Baseline Labs April 2026 Internal Engineering

GEO Migration Status

What shipped, what broke, and how to finish porting the legacy Firebase/Next.js GEO app to Baseline's FastAPI/PostgreSQL framework.

Executive Summary

The GEO product was migrated from Firebase + Next.js (repo: ai-seo-two/geo-butler) to FastAPI + PostgreSQL on Baseline. The migration shipped search, mentions, keywords, reports, and brand reports — but several components arrived broken or incomplete. The DB method names were wrong across all 7 API files (db.query instead of db.fetchone), schema prefixes were missing on critical queries, report execution was never wired up, and the UI pages assumed a save context that nothing provides.

This report documents every legacy-to-Baseline change, what was intentionally streamlined, what was accidentally lost, and the work remaining to reach feature parity.
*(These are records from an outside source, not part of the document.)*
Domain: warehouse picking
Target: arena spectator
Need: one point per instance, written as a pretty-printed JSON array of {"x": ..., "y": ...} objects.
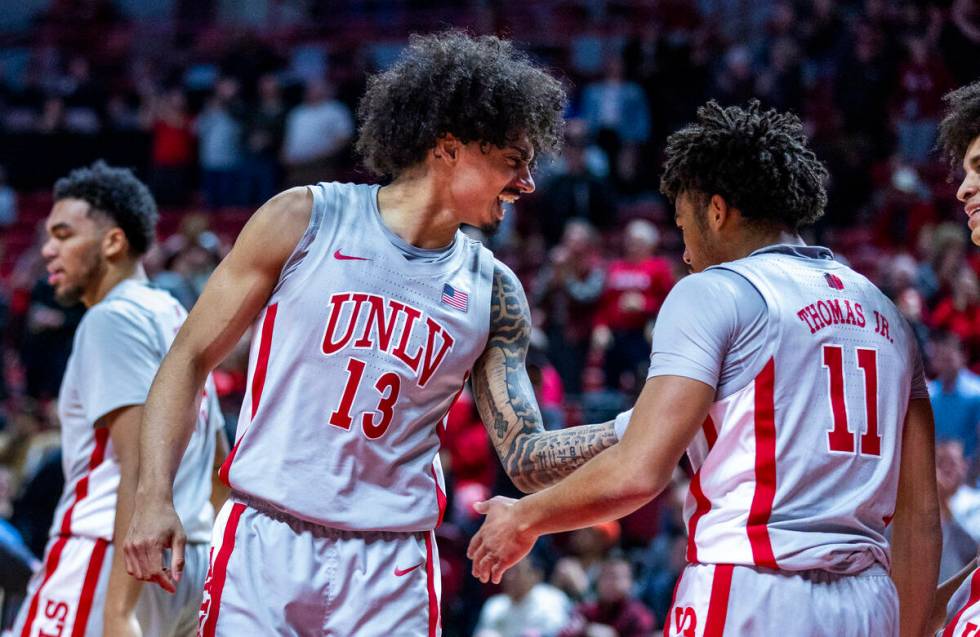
[
  {"x": 955, "y": 392},
  {"x": 635, "y": 287},
  {"x": 526, "y": 607},
  {"x": 317, "y": 132},
  {"x": 615, "y": 611}
]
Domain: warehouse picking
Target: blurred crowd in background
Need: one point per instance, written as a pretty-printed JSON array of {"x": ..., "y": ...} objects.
[{"x": 217, "y": 117}]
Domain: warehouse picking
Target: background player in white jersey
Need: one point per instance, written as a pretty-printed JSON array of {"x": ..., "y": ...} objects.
[
  {"x": 371, "y": 309},
  {"x": 798, "y": 392},
  {"x": 958, "y": 599},
  {"x": 102, "y": 222}
]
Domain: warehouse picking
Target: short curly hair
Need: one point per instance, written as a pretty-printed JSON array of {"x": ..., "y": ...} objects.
[
  {"x": 756, "y": 159},
  {"x": 479, "y": 89},
  {"x": 117, "y": 194},
  {"x": 961, "y": 122}
]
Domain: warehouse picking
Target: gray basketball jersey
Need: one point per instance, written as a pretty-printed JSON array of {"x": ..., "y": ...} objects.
[
  {"x": 799, "y": 469},
  {"x": 355, "y": 362}
]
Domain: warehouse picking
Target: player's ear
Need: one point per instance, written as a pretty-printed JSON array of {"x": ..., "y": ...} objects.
[
  {"x": 447, "y": 148},
  {"x": 719, "y": 212},
  {"x": 115, "y": 243}
]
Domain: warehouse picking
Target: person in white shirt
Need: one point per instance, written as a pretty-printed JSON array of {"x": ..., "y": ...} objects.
[{"x": 102, "y": 222}]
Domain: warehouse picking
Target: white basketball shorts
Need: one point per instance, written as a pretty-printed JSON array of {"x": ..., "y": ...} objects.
[
  {"x": 272, "y": 574},
  {"x": 963, "y": 610},
  {"x": 66, "y": 596},
  {"x": 715, "y": 600}
]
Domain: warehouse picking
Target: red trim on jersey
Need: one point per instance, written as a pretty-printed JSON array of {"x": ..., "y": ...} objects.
[
  {"x": 765, "y": 468},
  {"x": 974, "y": 598},
  {"x": 220, "y": 568},
  {"x": 702, "y": 503},
  {"x": 81, "y": 488},
  {"x": 50, "y": 565},
  {"x": 258, "y": 383},
  {"x": 673, "y": 601},
  {"x": 91, "y": 582},
  {"x": 721, "y": 586},
  {"x": 430, "y": 583}
]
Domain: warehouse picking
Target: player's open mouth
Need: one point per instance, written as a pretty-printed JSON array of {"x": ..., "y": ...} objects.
[{"x": 509, "y": 196}]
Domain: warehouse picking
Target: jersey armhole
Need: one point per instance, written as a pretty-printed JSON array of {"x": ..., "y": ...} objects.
[{"x": 302, "y": 249}]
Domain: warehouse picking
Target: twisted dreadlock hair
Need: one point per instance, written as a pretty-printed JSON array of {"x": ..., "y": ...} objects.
[
  {"x": 756, "y": 159},
  {"x": 476, "y": 88},
  {"x": 961, "y": 123}
]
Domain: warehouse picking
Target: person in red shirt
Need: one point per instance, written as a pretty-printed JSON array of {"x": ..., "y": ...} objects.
[{"x": 635, "y": 287}]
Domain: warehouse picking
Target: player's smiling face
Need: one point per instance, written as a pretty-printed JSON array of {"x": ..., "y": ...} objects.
[
  {"x": 969, "y": 190},
  {"x": 72, "y": 251},
  {"x": 487, "y": 177},
  {"x": 698, "y": 245}
]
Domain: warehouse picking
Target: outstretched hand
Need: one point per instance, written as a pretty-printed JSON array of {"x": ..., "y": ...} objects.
[{"x": 499, "y": 544}]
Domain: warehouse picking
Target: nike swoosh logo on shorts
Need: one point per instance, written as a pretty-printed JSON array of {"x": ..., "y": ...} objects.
[
  {"x": 399, "y": 572},
  {"x": 344, "y": 257}
]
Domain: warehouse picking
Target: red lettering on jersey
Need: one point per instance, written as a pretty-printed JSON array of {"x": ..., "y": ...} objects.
[
  {"x": 337, "y": 302},
  {"x": 376, "y": 320},
  {"x": 401, "y": 352},
  {"x": 430, "y": 364},
  {"x": 861, "y": 322}
]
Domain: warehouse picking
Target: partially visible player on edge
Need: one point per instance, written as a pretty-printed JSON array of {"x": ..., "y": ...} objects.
[
  {"x": 797, "y": 390},
  {"x": 958, "y": 599},
  {"x": 102, "y": 222},
  {"x": 371, "y": 308}
]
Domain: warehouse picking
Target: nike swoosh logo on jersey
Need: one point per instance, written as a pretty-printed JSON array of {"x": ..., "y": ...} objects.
[
  {"x": 344, "y": 257},
  {"x": 399, "y": 572}
]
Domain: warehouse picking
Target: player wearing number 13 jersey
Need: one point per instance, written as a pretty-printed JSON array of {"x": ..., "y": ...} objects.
[
  {"x": 796, "y": 389},
  {"x": 371, "y": 308}
]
Intentional Simplifications

What we cleaned up during migration

These changes were deliberate improvements. They should not be ported back from the legacy code.

Change	Legacy	Baseline
Auth	Firebase auth tokens, per-request verification	`Depends(require_api_key)` with X-API-Key header
Billing	Token wallet system with per-operation costs, `deduct_tokens_for_search()`	Removed entirely. Billing handled at subscription level in `core/`
Database	Firestore (NoSQL, document-based, `SERVER_TIMESTAMP`)	PostgreSQL with schema-qualified tables (`geo.`, `shared.`)
Serialization	Manual `convert_firestore_timestamps()`, `sanitize_for_firestore()`	Native PostgreSQL datetime handling
Validation	Manual dict key checking	Pydantic models
Error messages	Custom `get_user_friendly_error()` + recovery suggestions	Standard HTTP exceptions + `log_error()`
CORS	`@with_cors` wrapper on every endpoint	FastAPI middleware (global)
Report v3 dual-write	Wrote to both `query_status` AND `reports/{id}/queries` subcollection	Single `geo.report_query_status` table
Async execution	Google Cloud Pub/Sub (production) + daemon threads (dev)	Daemon threads only (Pub/Sub dropped)
Template system	Mention profiles were ad-hoc	New `brand_report_templates` table — scans can be templated and repeated
SSE streaming	Client-side polling	New `/api/geo/reports/{id}/stream` — real-time progress via Server-Sent Events

What Broke

Bugs introduced during migration

These issues cause runtime crashes. Most have been fixed as of this report; any remaining are noted.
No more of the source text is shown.